Not that Snider is offering to give back another former first-rounder, R.J. Umberger. The Flyers forward from suburban Pittsburgh had eight goals (he had only 13 in the regular season) during a five-game elimination of Montreal in the second round.
Philadelphia and Pittsburgh would have met in the first round if the Penguins hadn't lost 2-0 in Philadelphia on April 6, costing them the No. 1 seeding in the Eastern Conference. Senators coach Bryan Murray all but said the Penguins intentionally dumped the game to avoid meeting the Flyers and to play his team.

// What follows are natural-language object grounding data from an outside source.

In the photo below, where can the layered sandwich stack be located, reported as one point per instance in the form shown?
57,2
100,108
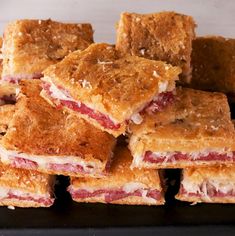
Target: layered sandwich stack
66,102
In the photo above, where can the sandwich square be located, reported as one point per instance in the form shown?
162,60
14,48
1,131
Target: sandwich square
121,186
213,184
165,36
30,46
43,138
25,188
106,89
195,130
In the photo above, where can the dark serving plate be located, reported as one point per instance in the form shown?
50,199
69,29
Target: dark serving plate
69,218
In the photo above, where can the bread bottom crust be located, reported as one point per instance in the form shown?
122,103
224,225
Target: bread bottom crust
21,203
131,200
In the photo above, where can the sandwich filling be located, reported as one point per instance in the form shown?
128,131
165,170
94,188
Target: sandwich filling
14,79
207,190
7,194
110,195
174,157
60,97
61,164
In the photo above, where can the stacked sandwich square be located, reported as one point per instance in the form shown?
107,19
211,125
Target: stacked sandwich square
66,102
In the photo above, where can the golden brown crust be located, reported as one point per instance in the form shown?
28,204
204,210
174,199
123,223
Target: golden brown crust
6,114
120,173
40,129
163,36
26,180
196,121
222,176
114,85
32,45
132,200
7,89
213,60
221,173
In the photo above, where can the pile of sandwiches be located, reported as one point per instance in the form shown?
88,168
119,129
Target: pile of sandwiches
67,104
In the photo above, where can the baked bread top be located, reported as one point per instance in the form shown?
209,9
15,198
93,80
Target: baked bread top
196,121
32,45
165,36
121,174
109,83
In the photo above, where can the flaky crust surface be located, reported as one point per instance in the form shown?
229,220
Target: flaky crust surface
113,85
165,36
26,180
222,175
196,121
32,45
213,60
40,129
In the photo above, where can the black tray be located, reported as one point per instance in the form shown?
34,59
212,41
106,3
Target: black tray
66,217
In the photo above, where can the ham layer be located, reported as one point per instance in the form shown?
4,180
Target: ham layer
60,164
111,195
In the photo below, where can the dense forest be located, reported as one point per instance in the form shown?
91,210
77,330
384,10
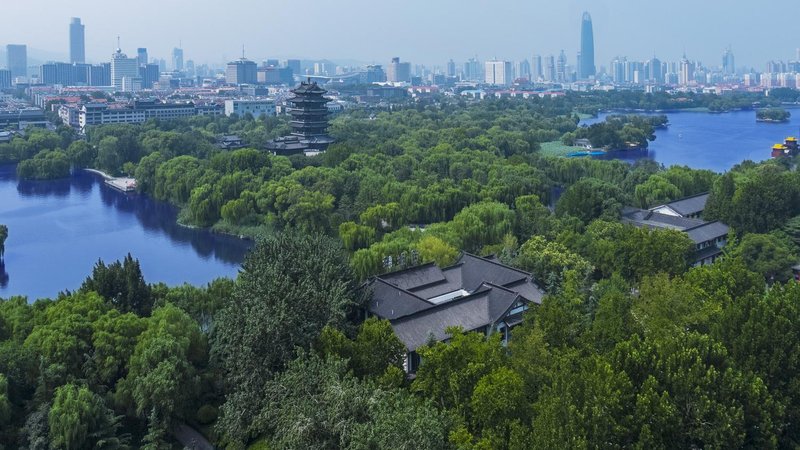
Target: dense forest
631,348
773,115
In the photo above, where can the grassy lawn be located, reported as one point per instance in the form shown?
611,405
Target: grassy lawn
557,148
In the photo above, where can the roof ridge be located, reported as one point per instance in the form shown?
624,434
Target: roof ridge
701,225
690,196
403,290
407,269
496,263
443,305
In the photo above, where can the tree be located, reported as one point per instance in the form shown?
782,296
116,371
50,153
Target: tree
290,287
450,371
431,248
356,236
588,405
589,199
122,285
767,254
374,351
163,375
3,237
82,154
108,157
549,262
761,336
79,419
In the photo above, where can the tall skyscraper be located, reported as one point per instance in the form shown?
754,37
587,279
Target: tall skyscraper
17,60
618,69
586,68
686,75
499,73
550,68
472,70
141,56
537,68
177,59
124,69
398,72
451,68
522,69
561,68
77,44
241,71
655,71
728,62
294,64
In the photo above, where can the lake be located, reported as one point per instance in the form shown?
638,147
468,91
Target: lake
59,229
713,141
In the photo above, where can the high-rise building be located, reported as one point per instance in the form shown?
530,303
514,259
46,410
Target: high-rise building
472,70
77,44
149,74
398,72
5,78
100,75
141,56
586,67
241,71
177,59
618,70
550,68
686,74
561,68
17,60
294,64
123,67
522,69
537,69
499,73
728,62
451,68
655,71
375,74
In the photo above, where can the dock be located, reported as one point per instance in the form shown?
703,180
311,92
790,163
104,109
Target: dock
123,184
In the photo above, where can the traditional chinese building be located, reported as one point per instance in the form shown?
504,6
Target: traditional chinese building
309,123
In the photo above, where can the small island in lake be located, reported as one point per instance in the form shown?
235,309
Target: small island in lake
3,236
773,115
618,132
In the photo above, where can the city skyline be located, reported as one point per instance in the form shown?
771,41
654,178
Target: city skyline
518,31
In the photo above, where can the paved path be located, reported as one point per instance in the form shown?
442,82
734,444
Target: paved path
191,438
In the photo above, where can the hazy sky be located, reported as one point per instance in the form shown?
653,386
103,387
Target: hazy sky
422,31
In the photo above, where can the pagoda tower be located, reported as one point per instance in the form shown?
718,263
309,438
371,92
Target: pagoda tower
309,122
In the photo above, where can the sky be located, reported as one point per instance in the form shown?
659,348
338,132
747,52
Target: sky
421,31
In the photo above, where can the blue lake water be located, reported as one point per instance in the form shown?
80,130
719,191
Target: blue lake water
59,229
713,141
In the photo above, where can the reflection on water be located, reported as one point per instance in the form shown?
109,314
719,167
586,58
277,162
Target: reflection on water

The Flyers diplomatically sidestepped that discussion, perhaps because the Penguins have since won eight of nine playoff games and all five in Pittsburgh. Philadelphia has lost eight of its last nine there.
"We all know what happened against Pittsburgh this year, the things that happened on the ice, the comments that were made after the game," the Flyers' Daniel Briere said. "I expect this to have a lot more intensity right off the bat."
AP Sports Writer Dan Gelston in Philadelphia contributed to this report.